Indeed, the Supreme Court is taking the track a few of us knew was the true aim of Bush's appointments: favouritism toward big business and government. We first saw this tack in Kelo v. New London, which infuriated many on the left and the right. Conservatives were especially irked by what they considered a flagrant violation of property rights. Though overreach of eminent domain had been taking place for sometime at various local and state levels, a Supreme Court decision in favour of big business economic development was seen as a dispicable bias to monied interests over middle class property owners. When conservatives were praising Alito and Roberts during the respective nomination processes, it certainly became clear that such a position would be assumed by these two once on the Big Bench. It was their position prior to the appointment.

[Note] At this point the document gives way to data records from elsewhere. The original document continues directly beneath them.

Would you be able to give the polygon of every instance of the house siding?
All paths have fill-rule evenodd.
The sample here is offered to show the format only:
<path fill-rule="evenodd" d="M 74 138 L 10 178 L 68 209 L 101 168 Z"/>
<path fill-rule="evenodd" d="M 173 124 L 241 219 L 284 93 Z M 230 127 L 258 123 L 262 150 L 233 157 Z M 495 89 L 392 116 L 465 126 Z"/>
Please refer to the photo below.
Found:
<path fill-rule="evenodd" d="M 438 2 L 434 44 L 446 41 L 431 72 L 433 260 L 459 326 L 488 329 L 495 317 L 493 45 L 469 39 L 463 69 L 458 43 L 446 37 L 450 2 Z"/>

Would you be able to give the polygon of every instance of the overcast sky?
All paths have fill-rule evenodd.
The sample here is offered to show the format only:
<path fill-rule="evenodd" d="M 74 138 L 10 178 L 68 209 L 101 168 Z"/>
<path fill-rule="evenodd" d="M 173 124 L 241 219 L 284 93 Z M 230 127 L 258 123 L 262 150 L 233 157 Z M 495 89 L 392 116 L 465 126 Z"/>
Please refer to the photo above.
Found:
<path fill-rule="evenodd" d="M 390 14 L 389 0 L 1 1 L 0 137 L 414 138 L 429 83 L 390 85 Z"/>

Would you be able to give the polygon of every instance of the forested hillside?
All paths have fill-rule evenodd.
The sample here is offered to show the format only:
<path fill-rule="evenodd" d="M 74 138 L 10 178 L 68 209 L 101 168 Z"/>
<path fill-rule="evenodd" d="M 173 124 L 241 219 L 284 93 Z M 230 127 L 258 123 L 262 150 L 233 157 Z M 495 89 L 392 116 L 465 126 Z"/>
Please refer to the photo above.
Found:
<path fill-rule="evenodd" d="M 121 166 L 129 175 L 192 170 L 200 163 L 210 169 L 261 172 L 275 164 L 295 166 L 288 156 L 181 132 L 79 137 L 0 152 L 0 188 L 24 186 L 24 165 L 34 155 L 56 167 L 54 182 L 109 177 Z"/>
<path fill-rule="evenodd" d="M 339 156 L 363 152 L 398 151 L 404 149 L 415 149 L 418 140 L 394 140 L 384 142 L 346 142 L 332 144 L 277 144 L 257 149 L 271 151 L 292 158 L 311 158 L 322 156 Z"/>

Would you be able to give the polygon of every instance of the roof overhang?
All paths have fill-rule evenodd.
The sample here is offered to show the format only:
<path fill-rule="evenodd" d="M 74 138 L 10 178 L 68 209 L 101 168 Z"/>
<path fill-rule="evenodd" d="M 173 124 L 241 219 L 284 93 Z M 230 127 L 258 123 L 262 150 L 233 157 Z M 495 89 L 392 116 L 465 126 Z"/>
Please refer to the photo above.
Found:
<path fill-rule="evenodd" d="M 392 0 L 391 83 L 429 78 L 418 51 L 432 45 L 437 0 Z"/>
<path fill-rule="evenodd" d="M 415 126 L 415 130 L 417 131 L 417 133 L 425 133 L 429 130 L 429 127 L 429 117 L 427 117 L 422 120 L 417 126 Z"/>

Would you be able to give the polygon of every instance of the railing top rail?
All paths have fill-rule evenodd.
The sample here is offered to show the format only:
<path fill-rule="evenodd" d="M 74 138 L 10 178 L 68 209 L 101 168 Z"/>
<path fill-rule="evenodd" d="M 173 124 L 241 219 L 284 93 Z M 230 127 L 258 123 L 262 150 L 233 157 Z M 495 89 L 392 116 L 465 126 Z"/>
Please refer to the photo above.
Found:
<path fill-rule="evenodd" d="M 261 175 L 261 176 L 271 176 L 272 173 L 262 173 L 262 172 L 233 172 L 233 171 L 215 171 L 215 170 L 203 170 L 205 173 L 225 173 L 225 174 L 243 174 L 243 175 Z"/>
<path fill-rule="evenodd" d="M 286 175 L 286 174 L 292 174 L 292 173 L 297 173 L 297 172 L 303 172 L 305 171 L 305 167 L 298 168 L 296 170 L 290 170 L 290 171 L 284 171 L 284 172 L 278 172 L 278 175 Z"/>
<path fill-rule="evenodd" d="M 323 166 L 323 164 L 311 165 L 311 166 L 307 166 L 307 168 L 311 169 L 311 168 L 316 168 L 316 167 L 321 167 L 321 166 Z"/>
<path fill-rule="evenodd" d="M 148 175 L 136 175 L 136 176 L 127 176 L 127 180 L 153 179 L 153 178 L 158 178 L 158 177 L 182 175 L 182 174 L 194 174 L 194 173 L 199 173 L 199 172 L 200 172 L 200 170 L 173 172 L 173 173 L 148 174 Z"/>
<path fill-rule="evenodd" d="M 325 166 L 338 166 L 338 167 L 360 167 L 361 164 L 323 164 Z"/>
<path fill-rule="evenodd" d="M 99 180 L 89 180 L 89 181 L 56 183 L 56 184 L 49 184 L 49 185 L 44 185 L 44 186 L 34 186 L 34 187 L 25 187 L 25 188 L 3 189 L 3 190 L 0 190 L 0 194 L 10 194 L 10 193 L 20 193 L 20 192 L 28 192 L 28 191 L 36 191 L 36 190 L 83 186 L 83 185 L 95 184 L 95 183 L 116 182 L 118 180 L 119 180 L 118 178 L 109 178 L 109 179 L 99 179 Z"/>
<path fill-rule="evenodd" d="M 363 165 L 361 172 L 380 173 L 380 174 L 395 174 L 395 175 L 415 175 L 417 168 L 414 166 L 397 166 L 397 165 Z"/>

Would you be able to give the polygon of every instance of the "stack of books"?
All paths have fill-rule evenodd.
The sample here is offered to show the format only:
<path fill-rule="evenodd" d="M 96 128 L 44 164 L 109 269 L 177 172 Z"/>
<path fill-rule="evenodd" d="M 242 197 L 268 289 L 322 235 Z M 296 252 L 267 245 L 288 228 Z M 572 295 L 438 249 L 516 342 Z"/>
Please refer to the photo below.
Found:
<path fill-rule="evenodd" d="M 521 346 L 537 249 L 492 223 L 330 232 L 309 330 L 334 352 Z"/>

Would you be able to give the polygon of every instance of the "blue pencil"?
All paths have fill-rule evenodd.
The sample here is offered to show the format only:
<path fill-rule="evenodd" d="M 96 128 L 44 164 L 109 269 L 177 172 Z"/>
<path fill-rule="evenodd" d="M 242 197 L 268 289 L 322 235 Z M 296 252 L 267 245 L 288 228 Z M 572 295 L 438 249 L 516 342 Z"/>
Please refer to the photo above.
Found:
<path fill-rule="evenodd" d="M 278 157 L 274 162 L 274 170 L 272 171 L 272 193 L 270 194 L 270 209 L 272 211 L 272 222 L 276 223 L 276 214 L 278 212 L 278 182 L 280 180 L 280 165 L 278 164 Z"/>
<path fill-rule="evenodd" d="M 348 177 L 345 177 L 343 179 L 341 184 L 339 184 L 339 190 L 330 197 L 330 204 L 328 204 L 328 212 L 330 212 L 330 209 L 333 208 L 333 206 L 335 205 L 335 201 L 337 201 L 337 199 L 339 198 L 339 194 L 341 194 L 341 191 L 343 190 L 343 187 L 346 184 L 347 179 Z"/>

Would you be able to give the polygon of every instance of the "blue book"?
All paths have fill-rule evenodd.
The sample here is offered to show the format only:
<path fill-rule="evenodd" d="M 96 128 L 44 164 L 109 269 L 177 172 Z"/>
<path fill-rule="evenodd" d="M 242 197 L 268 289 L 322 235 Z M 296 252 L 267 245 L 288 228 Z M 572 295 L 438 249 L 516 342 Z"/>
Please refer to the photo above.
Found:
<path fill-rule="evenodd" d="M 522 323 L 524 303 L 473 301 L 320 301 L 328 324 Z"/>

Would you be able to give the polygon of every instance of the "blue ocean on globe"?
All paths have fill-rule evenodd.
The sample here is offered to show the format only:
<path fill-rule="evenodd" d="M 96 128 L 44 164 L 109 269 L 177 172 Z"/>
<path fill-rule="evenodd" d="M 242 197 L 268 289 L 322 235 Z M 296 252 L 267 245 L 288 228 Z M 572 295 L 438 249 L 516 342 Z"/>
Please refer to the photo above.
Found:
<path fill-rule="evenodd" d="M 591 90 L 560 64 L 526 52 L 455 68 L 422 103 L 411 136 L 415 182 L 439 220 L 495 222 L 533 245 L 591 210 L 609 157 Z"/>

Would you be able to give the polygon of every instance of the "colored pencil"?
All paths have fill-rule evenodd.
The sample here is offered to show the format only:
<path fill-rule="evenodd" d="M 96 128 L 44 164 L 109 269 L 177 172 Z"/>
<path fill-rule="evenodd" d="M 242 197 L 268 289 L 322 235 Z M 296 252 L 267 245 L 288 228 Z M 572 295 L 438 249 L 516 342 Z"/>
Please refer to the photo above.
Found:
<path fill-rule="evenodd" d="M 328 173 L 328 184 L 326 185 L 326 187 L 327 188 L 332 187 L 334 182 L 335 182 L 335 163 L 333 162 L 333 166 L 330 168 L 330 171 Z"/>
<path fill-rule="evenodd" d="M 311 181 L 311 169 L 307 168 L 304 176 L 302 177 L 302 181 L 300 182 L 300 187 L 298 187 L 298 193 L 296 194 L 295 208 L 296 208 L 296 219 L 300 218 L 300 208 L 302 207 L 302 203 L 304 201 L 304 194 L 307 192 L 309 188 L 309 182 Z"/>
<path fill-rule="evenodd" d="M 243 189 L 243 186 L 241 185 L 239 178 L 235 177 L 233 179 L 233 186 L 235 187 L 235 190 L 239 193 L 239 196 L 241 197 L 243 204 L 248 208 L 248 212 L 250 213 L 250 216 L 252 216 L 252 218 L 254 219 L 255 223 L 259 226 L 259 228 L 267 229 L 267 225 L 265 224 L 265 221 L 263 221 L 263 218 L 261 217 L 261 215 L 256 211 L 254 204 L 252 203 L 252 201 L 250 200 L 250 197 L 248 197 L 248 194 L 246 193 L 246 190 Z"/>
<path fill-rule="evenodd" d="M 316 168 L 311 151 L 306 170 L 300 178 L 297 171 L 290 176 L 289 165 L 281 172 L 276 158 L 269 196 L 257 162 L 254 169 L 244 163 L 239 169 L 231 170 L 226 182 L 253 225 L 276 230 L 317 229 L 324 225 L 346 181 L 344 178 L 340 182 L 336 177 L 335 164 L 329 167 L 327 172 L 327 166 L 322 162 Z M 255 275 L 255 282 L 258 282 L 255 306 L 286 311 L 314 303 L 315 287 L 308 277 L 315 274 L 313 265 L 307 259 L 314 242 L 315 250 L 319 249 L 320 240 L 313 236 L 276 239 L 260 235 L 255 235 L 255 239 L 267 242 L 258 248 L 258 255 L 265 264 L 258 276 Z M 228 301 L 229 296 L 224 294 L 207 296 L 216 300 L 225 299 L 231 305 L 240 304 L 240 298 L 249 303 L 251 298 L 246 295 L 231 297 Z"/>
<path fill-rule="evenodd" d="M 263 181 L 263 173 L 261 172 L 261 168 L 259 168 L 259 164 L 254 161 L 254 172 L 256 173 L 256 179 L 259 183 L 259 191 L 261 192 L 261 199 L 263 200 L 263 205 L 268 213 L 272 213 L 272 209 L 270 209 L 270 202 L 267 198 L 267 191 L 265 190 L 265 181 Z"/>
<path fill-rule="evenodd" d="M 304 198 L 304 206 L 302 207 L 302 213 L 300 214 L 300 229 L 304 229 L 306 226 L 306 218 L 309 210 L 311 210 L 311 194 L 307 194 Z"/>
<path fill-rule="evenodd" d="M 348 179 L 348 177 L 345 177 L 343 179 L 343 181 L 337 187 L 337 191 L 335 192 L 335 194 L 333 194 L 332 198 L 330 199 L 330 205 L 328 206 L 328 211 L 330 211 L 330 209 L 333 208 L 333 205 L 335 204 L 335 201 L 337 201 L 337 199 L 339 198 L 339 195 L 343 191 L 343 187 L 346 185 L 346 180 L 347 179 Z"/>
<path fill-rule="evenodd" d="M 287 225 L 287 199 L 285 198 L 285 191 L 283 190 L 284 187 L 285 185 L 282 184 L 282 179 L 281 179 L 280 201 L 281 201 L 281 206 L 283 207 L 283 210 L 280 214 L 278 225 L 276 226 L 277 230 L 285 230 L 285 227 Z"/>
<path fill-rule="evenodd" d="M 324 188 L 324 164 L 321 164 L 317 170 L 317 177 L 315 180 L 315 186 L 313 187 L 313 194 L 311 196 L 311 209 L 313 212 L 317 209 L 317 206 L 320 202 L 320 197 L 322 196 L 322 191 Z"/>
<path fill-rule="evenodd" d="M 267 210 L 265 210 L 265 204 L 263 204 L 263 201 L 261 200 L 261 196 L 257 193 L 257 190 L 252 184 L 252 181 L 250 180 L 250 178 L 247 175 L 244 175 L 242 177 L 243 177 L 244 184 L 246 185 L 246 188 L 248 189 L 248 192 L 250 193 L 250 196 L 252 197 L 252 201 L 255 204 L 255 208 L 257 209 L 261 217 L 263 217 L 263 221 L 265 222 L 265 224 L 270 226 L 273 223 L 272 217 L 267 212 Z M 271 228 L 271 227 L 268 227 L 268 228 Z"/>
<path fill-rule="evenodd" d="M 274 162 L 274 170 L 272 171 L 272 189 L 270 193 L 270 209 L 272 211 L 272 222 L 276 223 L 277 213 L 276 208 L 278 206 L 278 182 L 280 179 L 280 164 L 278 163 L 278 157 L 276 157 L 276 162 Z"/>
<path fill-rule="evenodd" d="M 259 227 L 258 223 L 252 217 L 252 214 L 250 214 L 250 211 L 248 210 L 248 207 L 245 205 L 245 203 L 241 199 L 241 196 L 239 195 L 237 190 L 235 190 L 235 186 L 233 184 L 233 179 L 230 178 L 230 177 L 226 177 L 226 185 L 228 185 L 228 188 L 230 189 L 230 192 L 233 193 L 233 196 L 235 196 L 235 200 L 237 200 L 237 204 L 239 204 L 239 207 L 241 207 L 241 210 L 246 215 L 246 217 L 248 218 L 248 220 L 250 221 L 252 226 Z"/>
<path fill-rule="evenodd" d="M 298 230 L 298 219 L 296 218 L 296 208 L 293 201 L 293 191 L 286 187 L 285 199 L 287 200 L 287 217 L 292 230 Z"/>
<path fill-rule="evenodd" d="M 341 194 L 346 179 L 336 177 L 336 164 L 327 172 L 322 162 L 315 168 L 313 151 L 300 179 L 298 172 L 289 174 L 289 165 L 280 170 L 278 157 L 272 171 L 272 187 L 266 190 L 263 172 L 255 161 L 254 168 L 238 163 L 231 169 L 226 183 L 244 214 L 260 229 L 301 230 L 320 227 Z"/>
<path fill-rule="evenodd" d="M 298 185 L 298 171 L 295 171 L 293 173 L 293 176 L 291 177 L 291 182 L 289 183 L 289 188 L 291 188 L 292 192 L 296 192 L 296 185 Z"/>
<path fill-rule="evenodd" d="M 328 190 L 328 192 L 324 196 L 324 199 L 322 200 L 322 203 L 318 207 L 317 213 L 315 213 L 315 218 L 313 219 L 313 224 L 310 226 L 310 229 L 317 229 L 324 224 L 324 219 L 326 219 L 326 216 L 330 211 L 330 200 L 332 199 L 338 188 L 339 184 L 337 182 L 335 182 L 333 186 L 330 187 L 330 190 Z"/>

Which is why I found it amusing when conservatives yowled about the Kelo case. There they are all were, happily dreaming of the demise of Roe v. Wade when -- BAM -- property rights abuse blindsided them.

And now we have a new decision -- the deciding vote apparently cast by Alito -- favouring the government being able to protect its dark underbelly from those working within who might expose secret and unseemly goings-on, whether they be simple incompetence and corruption or more sinister matters. Such a position on the part of Roberts and Alito was entirely expected and, as Stephen Kohn, chairman of the National Whistleblower Center, declaimed,
The ruling is a victory for every crooked politician in the United States.
And god knows there's a lot of those around these parts.

Could anything else have been expected? Justice Kennedy, who wrote the 5-4 majority opinion, put the Court's position very succintly, though I suspect he may not have realised just what it was he really was saying when he wrote that employees' communications
must promote the employer's mission.
The employer in this case being the government. And we know what sort of mission they're on these days.

This decision is not without a larger context, of course, and the recent statements by Attorney General Gonzales that the DoJ was considering the prosecution of journalists who had reported various leaks recently (CIA secret prisons, NSA wiretapping) falls under the same rubric as this Supreme Court decision: shut down leaks and information about what the US government is secretly -- and probably illegally -- doing. This is really a two-pronged approach in dealing with inconveniently exposed truths.

The direction to which the Supreme Court has now turned is as significant as it is grave. Having decisions rendered by the High Court that have favoured big business and government over the interests of American citizens speaks of one and only one thing: corporatism. Of course, this condition has plagued poliltical systems for a long time but in the United States, the one counterveiling force had been an independent judiciary. The appointments of Alito and Roberts severely tinged that independence with an all-too obvious bias and we are now only seeing the initial evidence of that bias. It is only bound to get worse.

Meanwhile, "values voters" are wondering what happened to Roe v. Wade. They will be wondering for a long time.